Thameside Primary School in Abingdon this week joined VAT, bringing its total number of schools to six primaries and two secondaries with 4,200 pupils and 650 staff across Abingdon and Wantage.

Thameside headteacher Anna Grice said she was 'delighted', but some people have expressed worries that the trust, which was created in 2013 and is based at King Alfred's Academy in Wantage, is growing too quickly.

Simon Spiers, VAT chief executive, said the trust would give 'full attention' to its schools

In April, when VAT was given permission to open a new 1,000 school in Grove, the chairman of Grove Parish Council said she was worried.

June Stock said: "I think it is getting too big too fast, just think of how many students are now under the trust's control.

"I thought it was limited to Wantage but now you have Larkmead School [in Abingdon] and an Abingdon primary school joining."

Multi academy trusts such as VAT are responsible for running academies – state schools free from the control of local authorities.

Mr Spiers, who is the former head of St Nicholas C of E School in Wantage, maintained there were many virtues to the trust system.

He said: “Local authorities can’t provide the resources they used to, but an academy trust can.

"We are able to give our full attention to the schools in the trust and work together to share best practice.

"With just eight schools I don't think it could in any way be described as a monopoly."

He added there was a natural limit to the trust's expansion, explaining: “We have been approached by schools who we’ve politely said no to because they were too far away and we’ve no interest in covering all of Oxfordshire.

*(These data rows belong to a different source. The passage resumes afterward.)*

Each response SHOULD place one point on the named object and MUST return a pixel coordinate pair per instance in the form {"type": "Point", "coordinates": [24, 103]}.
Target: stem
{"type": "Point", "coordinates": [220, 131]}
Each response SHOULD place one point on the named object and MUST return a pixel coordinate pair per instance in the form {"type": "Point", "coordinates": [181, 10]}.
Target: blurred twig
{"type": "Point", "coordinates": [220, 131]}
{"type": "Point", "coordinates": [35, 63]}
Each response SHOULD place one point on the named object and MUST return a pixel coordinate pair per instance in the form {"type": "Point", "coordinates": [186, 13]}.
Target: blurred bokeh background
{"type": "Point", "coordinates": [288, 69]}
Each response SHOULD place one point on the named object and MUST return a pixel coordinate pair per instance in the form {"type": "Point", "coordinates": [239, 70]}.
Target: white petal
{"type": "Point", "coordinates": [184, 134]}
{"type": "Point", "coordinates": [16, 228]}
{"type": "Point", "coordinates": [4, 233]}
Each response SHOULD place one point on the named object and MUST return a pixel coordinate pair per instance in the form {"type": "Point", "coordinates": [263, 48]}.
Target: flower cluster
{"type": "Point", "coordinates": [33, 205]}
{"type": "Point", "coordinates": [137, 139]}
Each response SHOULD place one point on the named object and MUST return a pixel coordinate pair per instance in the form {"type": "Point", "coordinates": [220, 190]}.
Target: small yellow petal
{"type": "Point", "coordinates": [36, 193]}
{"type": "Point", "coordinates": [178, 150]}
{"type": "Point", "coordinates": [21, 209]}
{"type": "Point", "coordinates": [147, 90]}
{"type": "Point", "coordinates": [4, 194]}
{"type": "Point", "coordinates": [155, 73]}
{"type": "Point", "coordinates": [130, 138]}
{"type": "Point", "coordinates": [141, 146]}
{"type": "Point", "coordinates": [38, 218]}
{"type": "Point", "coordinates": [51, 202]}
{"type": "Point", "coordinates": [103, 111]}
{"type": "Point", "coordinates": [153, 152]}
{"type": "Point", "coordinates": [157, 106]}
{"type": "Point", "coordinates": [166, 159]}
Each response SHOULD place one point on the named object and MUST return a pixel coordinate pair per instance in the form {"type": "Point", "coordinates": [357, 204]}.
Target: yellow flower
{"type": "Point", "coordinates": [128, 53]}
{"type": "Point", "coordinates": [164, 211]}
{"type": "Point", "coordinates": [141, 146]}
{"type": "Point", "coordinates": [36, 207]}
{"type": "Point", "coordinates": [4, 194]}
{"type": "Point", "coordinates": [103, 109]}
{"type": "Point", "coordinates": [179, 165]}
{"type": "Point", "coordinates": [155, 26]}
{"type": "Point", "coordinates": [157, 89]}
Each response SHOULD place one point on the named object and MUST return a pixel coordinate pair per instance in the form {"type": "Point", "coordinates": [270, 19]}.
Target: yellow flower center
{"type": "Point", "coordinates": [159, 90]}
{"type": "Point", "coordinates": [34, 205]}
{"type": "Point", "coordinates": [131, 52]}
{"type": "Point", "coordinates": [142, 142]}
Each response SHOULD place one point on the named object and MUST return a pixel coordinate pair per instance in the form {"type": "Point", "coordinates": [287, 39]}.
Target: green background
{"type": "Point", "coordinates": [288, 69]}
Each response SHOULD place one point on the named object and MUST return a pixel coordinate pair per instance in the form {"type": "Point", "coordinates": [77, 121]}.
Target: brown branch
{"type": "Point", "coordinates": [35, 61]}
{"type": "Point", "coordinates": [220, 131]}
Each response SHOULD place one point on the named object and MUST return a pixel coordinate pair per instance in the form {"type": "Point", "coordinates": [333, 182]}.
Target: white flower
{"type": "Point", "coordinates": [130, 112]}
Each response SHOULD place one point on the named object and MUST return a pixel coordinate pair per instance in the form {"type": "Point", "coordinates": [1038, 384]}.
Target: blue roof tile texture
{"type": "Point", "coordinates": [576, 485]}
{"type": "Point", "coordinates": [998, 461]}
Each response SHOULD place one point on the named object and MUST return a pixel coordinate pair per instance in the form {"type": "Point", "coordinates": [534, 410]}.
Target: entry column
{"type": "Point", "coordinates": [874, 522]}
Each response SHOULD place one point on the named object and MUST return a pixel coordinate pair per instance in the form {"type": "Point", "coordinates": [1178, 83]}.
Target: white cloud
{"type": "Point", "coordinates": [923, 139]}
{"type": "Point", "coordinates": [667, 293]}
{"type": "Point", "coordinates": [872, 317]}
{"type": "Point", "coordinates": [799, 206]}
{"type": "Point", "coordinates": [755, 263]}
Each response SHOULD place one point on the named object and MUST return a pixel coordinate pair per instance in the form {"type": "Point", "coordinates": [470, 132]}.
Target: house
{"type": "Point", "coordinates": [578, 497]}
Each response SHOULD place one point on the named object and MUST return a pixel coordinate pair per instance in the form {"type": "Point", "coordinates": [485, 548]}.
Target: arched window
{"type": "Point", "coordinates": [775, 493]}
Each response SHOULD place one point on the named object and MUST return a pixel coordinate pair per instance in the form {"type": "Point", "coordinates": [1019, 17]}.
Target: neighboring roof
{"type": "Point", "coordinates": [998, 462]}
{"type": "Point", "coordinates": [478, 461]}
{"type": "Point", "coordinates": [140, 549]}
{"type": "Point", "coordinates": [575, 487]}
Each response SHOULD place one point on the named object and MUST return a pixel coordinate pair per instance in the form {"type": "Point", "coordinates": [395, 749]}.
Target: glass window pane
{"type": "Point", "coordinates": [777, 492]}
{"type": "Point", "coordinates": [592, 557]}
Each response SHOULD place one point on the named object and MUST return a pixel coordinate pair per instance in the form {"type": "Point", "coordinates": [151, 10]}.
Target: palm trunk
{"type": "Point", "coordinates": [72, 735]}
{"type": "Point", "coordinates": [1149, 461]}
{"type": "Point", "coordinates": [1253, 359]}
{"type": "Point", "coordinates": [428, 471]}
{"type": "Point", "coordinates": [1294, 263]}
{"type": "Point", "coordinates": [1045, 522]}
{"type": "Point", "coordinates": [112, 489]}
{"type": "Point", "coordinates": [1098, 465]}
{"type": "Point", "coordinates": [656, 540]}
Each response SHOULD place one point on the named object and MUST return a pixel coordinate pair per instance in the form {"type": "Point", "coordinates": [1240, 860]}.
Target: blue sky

“We say South Oxfordshire is our focus but that roughly means within half an hour of Wantage.”

Layla Moran, MP for Oxford West and Abingdon and the Liberal Democrat education spokesperson, said she applauded anything that schools do to work together but added people were right to be concerned about multi-academy trusts.

She said: "What was the point of getting rid of local authority control if it was just going to be replaced with a system that is similar but without the joined up thinking behind local authorities?"

Schools in academy trusts have their own headteacher, governors, standards and curriculum, though share costs on catering, school supplies and teacher training.

Anna Grice, Thameside Primary School’s headteacher, said the school was 'delighted' with the decision to join the trust.

She said: "Being part of the trust will enable our staff to work closely with the other schools to share and further develop good practice, which will benefit our pupils and the whole school community."

Ruth Leach, headteacher at St Blaise C of E Primary School in Abingdon, said her school was in ‘no rush’ to become an academy or join an academy trust.

She said: “For us it is about making sure we retain the ethos and character that makes our school special.

“But you do have to take into consideration that academies are the way things are going in Oxfordshire and it seems eventually we will have no choice.

“With the diminished amount of resources, we need to make sure we remain financially viable and joining together with other schools in one way to do that.”